# Thread: Deriving a trig formula

1. ## Deriving a trig formula

I'm practicing trig and so I'm working through some exercises. I'm having some trouble figuring this one out:

$tan(\alpha + \beta) = \frac{tan\, \alpha + tan\, \beta}{1 - tan\, \alpha\, tan\, \beta}$

First I've rewritten $tan(\alpha + \beta)$ as $\frac{sin(\alpha + \beta) }{cos(\alpha + \beta)}$ which equates to:
$\frac{sin\, \alpha\, cos\, \beta + \cos\,\alpha\,sin\beta}{cos\,\alpha\,cos\beta - sin\,\alpha\,sin\,\beta}$.

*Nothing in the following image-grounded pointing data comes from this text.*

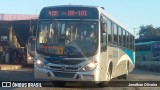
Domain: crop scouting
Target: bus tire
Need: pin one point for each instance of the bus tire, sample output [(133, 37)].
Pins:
[(105, 83), (59, 83)]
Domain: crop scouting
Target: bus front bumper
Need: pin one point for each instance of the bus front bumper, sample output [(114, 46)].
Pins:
[(47, 74)]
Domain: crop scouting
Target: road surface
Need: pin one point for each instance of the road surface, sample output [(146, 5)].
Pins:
[(27, 74)]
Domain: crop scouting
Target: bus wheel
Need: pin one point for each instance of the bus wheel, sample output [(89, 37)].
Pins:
[(108, 78), (126, 74), (59, 83)]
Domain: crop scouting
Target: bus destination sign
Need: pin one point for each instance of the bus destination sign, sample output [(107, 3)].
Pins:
[(69, 13)]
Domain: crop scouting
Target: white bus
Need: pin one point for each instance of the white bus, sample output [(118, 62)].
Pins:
[(31, 49), (81, 43)]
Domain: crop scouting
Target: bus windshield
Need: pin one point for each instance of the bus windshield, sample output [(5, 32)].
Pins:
[(67, 38)]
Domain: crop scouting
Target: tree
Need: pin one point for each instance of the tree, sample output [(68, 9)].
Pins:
[(148, 32)]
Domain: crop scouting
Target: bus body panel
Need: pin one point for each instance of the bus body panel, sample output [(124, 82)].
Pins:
[(52, 68)]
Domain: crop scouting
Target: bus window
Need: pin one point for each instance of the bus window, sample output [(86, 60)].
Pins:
[(115, 35), (109, 32), (103, 36), (120, 36), (124, 38)]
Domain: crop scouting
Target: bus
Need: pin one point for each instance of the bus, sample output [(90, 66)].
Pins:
[(81, 43), (31, 49), (148, 51)]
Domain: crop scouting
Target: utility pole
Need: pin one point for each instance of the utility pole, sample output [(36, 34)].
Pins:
[(135, 31)]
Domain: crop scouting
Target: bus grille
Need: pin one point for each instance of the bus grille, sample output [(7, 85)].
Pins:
[(58, 68), (64, 75)]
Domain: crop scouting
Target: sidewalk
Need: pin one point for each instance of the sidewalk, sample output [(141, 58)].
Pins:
[(9, 67)]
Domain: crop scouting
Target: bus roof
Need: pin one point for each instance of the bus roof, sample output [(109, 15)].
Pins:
[(71, 6), (90, 6), (114, 20)]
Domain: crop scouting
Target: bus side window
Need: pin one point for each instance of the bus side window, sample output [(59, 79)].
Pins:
[(103, 36)]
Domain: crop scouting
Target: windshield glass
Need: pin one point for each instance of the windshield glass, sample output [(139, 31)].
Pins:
[(67, 38)]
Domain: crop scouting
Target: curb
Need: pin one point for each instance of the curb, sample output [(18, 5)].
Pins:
[(10, 67)]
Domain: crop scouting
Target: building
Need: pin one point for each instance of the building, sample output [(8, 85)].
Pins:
[(16, 28)]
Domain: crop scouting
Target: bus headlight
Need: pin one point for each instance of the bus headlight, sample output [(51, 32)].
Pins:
[(90, 66), (40, 64), (29, 58)]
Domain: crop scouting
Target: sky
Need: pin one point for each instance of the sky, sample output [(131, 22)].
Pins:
[(131, 13)]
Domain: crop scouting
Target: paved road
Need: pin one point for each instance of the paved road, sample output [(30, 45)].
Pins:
[(26, 74)]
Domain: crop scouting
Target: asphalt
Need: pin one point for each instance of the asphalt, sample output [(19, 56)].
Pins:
[(14, 67)]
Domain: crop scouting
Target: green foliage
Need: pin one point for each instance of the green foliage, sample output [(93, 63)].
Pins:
[(148, 31)]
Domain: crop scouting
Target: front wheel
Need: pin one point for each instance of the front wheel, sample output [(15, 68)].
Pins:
[(59, 83), (108, 78)]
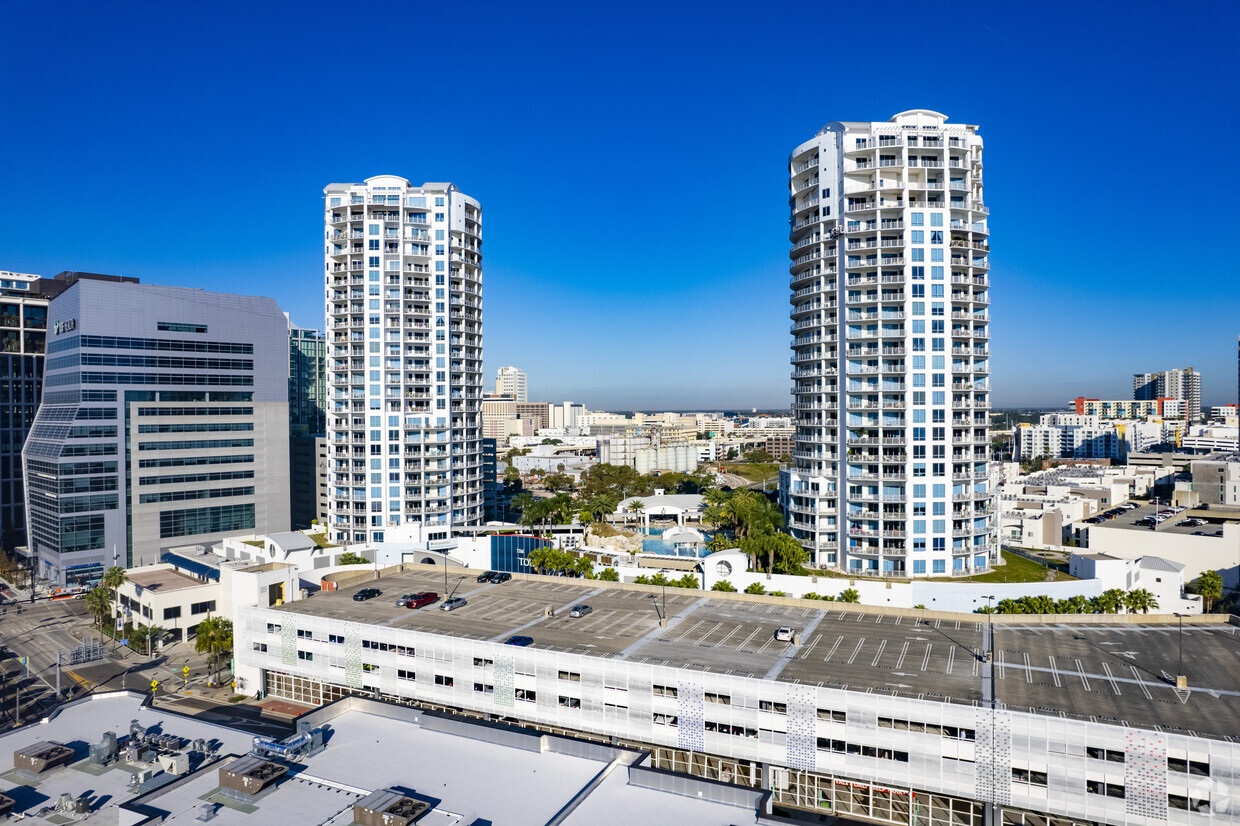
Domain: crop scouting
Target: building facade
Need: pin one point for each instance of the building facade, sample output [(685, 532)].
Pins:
[(164, 422), (1183, 385), (403, 289), (890, 330), (1167, 408), (511, 381), (308, 406), (22, 337)]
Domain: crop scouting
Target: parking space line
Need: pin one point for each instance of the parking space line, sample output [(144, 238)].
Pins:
[(1080, 670), (728, 636), (703, 638), (810, 646), (687, 631), (857, 650), (1110, 677), (752, 635), (832, 651)]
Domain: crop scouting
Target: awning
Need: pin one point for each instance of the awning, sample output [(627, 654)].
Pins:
[(671, 563)]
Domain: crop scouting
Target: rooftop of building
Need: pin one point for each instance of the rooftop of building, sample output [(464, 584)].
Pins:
[(1104, 667), (465, 770), (163, 579)]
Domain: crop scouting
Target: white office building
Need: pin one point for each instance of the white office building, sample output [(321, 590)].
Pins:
[(511, 381), (889, 351), (403, 288), (164, 422)]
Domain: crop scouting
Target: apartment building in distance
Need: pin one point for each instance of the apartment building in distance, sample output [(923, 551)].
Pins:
[(164, 422), (890, 329), (1183, 385), (1164, 408), (403, 294), (511, 381)]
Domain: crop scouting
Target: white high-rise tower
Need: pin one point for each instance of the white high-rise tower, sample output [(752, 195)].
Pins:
[(403, 288), (511, 381), (890, 349)]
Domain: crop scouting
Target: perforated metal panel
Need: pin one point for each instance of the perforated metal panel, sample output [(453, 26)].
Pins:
[(289, 640), (802, 713), (993, 757), (505, 692), (1145, 774), (691, 713), (352, 655)]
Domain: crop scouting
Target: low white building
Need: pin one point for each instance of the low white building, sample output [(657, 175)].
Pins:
[(1162, 578)]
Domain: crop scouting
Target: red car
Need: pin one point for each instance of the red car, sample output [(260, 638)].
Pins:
[(424, 598)]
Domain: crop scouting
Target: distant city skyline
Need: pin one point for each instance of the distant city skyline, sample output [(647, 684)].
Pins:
[(602, 290)]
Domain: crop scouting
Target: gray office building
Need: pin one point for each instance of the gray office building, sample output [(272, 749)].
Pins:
[(164, 422)]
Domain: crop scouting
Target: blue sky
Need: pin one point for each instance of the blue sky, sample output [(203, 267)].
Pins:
[(630, 160)]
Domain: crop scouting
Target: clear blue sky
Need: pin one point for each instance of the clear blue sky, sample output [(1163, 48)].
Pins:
[(630, 160)]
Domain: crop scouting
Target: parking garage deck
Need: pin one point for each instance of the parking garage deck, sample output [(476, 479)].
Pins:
[(1117, 672)]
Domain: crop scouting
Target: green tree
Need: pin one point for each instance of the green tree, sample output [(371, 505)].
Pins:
[(213, 638), (1209, 586), (98, 602)]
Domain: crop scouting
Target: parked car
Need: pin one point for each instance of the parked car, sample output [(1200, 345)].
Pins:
[(424, 598)]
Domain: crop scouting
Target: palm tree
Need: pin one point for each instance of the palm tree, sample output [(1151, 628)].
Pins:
[(213, 638), (98, 602), (1209, 586), (114, 577)]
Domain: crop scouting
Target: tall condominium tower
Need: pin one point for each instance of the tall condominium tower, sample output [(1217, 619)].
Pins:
[(164, 422), (889, 349), (403, 288), (511, 381), (1183, 385)]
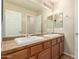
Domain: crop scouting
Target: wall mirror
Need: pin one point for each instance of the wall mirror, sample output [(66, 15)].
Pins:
[(19, 19)]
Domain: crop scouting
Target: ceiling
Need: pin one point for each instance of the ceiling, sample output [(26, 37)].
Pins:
[(35, 5)]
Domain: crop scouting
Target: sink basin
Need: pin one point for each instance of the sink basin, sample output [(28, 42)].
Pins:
[(28, 40), (52, 35)]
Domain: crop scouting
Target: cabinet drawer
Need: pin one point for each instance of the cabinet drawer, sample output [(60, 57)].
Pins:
[(18, 55), (46, 54), (54, 41), (47, 44), (36, 49)]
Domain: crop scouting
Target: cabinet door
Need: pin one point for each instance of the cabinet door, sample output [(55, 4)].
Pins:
[(33, 57), (61, 48), (46, 54), (55, 51)]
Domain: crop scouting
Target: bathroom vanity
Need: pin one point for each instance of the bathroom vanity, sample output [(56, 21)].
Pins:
[(49, 48)]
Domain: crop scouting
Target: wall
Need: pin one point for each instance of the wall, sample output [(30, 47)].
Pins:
[(67, 7), (24, 11)]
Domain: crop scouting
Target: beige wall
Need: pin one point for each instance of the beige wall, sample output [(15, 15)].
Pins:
[(24, 11), (67, 7)]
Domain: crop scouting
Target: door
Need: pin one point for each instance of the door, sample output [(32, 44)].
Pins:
[(55, 51), (61, 47)]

Then I'm kind of stuck, so I tried going the other way around:

$\frac{tan\,\alpha + tan\,\beta}{1 - tan\,\alpha \, tan\, \beta}$ =

$\frac{\frac{sin\,\alpha}{cos\,\alpha}+ \frac{sin\alpha\,\beta }{cos\,\beta}}{1 - \frac{sin\, \alpha}{cos\, \alpha}\frac{sin\, \beta}{cos\, \beta}}$

Then I multiply the 1/1 in the denominator by cos a cos b, to make them equal, to get rid of the 1, then I rewrite it according to $\frac{\frac{a}{b}}{\frac{c}{d}}$ = $\frac{ad}{bc}$ which leaves me with a lot of sin and cos, but stuck as well. Some help would be nice

2. ## Re: Deriving a trig formula

Originally Posted by Lepzed
I'm practicing trig and so I'm working through some exercises. I'm having some trouble figuring this one out:

$tan(\alpha + \beta) = \frac{tan\, \alpha + tan\, \beta}{1 - tan\, \alpha\, tan\, \beta}$

First I've rewritten $tan(\alpha + \beta)$ as $\frac{sin(\alpha + \beta) }{cos(\alpha + \beta)}$ which equates to:
$\frac{sin\, \alpha\, cos\, \beta + \cos\,\alpha\,sin\beta}{cos\,\alpha\,cos\beta - sin\,\alpha\,sin\,\beta}$.
Divide every term by $\cos(\alpha)\cos(\beta)$.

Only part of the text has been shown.